2. Fake car crashes.
In urban areas, fake car crashes and auto-injury claims add up to more than $5 billion per year nationwide, says Jim Quiggle, director of communications for the Washington, D.C.-based Coalition Against Insurance Fraud.
Here’s how it works: You’re driving at a relatively low speed when the car in front of you stops suddenly and you rear end it. The car is packed with passengers who are coached how to lie about painful back and neck injuries in order to pull in thousands of claim dollars in chiropractic tests and treatment.
Many times, the cases are part of a “crash ring,” which involves fake witnesses, doctors and lawyers. Doctors bill insurance companies using counterfeit medical records, and lawyers threaten to sue the insurance companies unless they pay the bills.
“It puts the insurance companies between a rock and a hard place to challenge these dishonest bills or face the possibility of an expensive civil suit in front of a potentially sympathetic jury,” Quiggle says.
3. Health insurance and medical fraud.
Medical fraud and fake health insurance claims are some of the most lucrative fraud schemes, particularly the “slip-and-fall” routine. This is when a consumer falsely claims that he or she fell inside a business and should receive reimbursement for medical bills, Scafidi says. They may even sue for emotional distress and lost earnings.
Fortunately, many stores have good surveillance cameras, and the video often shows the person looking around and pretending to fall, which reveals the scam, he says.
Medical fraud is so lucrative — about $70 billion annually — that the National Insurance Crime Bureau began establishing medical fraud task forces in 2002. Eight task forces now exist in the U.S. Medical fraud is particularly common in Florida, New York and Michigan and is extending into states such as Minnesota and Kentucky.
With the implementation of the Affordable Care Act, con artists are playing on the misinformation about health insurance requirements, Quiggle says.

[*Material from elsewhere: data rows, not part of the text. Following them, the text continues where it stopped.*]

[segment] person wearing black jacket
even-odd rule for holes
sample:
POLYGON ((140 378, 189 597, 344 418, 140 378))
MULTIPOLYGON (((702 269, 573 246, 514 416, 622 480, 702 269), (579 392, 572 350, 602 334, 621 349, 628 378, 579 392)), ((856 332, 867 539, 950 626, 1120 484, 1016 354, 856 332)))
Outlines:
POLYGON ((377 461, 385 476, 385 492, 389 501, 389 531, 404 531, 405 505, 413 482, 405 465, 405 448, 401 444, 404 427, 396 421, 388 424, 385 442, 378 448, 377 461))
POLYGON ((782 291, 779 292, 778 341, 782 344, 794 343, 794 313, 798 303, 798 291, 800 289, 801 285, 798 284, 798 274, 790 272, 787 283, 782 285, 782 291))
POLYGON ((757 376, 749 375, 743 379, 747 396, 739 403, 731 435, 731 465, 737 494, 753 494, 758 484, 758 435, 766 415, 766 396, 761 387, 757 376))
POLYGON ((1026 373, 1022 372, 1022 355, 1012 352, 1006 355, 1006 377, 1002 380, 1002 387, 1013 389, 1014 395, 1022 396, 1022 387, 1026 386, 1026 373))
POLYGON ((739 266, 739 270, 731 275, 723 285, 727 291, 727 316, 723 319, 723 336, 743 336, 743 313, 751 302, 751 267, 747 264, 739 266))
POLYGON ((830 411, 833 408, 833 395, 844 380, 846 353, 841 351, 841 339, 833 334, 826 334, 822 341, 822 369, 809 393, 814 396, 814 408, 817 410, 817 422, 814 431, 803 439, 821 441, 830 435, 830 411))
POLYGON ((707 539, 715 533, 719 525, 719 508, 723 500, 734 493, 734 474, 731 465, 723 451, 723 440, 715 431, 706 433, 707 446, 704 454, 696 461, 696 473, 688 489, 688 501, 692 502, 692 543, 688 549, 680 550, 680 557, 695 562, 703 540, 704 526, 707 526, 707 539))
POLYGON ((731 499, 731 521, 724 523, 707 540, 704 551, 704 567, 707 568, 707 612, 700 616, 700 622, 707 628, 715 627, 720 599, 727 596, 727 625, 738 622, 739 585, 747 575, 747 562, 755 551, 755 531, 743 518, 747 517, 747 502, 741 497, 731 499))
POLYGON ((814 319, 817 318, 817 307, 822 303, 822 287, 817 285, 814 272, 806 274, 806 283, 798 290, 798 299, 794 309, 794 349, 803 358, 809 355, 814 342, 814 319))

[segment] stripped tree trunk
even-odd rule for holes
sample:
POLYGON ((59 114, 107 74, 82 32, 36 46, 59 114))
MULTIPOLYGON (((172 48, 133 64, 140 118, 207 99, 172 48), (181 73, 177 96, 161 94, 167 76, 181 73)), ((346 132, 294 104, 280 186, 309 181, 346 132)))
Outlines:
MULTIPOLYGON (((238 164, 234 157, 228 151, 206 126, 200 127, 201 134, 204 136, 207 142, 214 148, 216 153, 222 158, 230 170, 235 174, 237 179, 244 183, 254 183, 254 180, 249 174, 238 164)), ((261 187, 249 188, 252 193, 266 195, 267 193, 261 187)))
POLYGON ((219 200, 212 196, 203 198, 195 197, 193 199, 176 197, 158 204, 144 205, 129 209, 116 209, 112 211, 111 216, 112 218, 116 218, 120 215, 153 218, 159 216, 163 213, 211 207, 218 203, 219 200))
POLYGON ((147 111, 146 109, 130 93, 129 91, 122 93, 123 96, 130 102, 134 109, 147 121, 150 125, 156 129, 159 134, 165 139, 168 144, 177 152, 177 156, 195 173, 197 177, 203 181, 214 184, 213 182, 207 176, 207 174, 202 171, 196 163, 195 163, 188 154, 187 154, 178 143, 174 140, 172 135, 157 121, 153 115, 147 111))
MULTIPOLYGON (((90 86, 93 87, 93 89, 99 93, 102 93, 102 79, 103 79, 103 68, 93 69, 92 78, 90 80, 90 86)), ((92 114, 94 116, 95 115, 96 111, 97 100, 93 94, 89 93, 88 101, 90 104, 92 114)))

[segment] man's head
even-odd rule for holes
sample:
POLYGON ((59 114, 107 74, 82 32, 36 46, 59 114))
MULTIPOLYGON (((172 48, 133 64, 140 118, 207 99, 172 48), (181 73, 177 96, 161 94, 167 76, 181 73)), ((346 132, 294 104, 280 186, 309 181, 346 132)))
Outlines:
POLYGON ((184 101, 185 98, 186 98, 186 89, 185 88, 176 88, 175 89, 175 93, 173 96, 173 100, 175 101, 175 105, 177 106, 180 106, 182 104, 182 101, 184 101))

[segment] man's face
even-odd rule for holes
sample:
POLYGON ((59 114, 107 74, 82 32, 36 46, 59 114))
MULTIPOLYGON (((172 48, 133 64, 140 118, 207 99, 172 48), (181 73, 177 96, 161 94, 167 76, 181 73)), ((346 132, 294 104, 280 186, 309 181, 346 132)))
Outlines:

“Crooks are cold-calling people and saying the new law requires them to sign up for a new and nonexistent national Obamacare card,” he says. “Then they ask the consumer for a Social Security number, bank number and credit card number to get registered — all the tools needed to steal your identity and ruin you financially.”
4. Business insurance fraud.
Experts are seeing a trend of small businesses carrying out workers’ compensation fraud, where they try to avoid paying full state-required workers’ compensation premiums for their employees. Workers’ compensation fraud is especially prevalent in high-risk professions, such as contracting and construction.
Sometimes the businesses claim fewer workers or classify workers under a different job title. High-risk jobs such as roofers, for example, are sometimes classified as desk clerks for the lower premiums, Quiggle says.
In New York City alone, about 50,000 construction workers are paid off the books or misclassified as independent contractors, according to the Coalition Against Insurance Fraud. Nationwide, workers’ compensation fraud adds up to $500 million each year, the Coalition reports.
The number of employers involved in workers’ compensation fraud is difficult to track because states generally audit less than 2 percent of employers a year, according to the U.S. Government Accountability Office.
What to do if you suspect fraud
If you suspect you’re being set up, capture details of the scene and inform the authorities.
- If you’ve been in a car accident and witnesses show up suddenly, use your phone’s camera to snap photos of the people, car damage and license plates, Scafidi says. “First and foremost, inform your insurance company about what didn’t look right and follow their advice,” he says. “It may help them put a picture together for other activity they’re seeing in the region.”
- Call the National Insurance Crime Bureau hotline at 800-835-6422.
- Contact your state insurance regulator to report suspicions.